Diese Winde anzutreiben ist eine schlecht regulierte Presse, die im schlimmsten Fall ideologische Motivationen hat oder im besten Fall leichtgläubig ist. Die Sun kann eine rechtsextreme Verschwörung über ein „linksextremistisches Netzwerk“ im Herzen der Labour Party veröffentlichen und sie dann löschen, bevor der Tag zu Ende ist, ohne Erklärung oder, was noch wichtiger ist, mit viel Empörung. Dasselbe gilt für diskreditierte Titelseitengeschichten über Muslime, die christliche Kinder fördern, und gefälschte „Verschwörungen“, um britische Schulen zu übernehmen.

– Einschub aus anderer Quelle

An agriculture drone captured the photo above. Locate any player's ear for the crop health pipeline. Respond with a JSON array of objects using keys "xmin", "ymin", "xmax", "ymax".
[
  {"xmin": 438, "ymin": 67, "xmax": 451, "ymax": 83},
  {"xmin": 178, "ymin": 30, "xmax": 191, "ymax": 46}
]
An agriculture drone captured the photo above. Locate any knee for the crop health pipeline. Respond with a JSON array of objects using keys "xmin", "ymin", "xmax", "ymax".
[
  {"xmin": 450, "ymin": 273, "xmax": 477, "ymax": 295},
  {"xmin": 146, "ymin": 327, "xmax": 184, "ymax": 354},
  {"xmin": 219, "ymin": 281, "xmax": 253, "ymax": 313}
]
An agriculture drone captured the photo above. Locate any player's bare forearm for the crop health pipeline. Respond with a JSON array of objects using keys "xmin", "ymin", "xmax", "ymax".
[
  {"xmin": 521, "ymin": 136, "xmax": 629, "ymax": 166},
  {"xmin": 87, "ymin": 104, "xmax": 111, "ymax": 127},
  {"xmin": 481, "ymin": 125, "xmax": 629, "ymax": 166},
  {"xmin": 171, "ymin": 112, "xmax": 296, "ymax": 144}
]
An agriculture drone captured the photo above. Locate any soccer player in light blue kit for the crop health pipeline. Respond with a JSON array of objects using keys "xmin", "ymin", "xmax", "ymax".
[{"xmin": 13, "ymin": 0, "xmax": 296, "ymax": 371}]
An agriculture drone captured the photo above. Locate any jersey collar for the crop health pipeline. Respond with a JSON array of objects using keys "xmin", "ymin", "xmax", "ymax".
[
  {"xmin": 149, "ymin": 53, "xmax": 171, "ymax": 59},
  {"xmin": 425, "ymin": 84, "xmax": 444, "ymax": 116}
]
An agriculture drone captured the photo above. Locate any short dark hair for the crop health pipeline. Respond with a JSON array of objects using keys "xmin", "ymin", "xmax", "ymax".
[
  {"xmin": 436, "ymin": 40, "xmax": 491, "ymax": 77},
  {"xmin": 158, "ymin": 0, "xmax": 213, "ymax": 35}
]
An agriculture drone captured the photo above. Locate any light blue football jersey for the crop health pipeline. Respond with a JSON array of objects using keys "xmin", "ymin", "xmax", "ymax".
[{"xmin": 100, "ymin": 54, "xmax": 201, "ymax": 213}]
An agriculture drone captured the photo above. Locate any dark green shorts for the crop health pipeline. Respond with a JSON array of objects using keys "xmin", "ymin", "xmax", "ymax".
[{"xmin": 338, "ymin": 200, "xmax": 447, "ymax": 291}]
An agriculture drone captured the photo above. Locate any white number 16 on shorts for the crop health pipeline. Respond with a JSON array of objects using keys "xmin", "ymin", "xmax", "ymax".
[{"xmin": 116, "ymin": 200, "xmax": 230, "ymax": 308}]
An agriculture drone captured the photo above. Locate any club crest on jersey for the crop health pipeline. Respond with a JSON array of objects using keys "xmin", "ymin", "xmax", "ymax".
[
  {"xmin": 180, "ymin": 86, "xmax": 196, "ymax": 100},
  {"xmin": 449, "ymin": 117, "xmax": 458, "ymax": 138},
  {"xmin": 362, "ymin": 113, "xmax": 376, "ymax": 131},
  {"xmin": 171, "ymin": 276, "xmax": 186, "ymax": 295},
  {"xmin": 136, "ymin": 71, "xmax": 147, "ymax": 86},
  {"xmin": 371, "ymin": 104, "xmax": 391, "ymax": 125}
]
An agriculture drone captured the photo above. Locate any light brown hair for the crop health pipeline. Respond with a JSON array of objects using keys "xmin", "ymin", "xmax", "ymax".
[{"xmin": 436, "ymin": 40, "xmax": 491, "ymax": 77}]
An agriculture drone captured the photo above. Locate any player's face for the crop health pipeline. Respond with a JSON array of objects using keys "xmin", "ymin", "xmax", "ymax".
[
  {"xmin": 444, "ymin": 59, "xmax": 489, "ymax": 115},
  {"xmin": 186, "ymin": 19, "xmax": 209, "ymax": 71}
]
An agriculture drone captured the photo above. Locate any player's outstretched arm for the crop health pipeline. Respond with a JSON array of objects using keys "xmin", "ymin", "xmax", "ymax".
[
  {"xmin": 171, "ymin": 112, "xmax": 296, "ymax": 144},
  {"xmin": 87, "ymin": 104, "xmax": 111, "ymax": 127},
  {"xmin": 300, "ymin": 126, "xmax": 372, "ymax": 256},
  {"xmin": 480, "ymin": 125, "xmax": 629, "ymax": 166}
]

Es ist schwer, auf das vergangene Jahrzehnt zu blicken und zu dem Schluss zu kommen, dass Johnsons Savile-Slur aus heiterem Himmel kam. Es ist gut, dass viele darüber entsetzt waren, aber das nützt nichts, wenn wir weiterhin wählerisch sein wollen, welche Falschheiten wir in Zukunft durchgehen lassen. Es wird wieder passieren. Sogar Starmers Amnestie verblasst. Trotz der Wucht des Widerstands gegen Johnsons Lüge mobilisiert die Maschine bereits, um sie zu verteidigen und zu waschen. In Kürze wird es wahrscheinlich in den Bereich schikanöser und plausibler Tropen übergehen, die die Labour Party tarnen.

Das tun weder Johnson noch die extreme Rechte allein. Die Wahrheit ist, dass zu viele Menschen, die nicht radikalisiert oder verschwörerisch sind, tief im Inneren denken, dass Ziele von Verleumdungen irgendwie Freiwild sind, vielleicht nicht schuldig an diesem oder jenem besonders ausgefallenen Vergehen, aber im Allgemeinen fehlerhaft genug für Lügen, um eine breitere Wahrheit darüber zu erfassen Ihnen. Das natürliche Ergebnis davon ist die Verankerung einer politischen Kultur, in der gefährliche Unwahrheiten weit verbreitet sind und selten in Frage gestellt werden. Entweder zählt jeder, oder keiner von ihnen.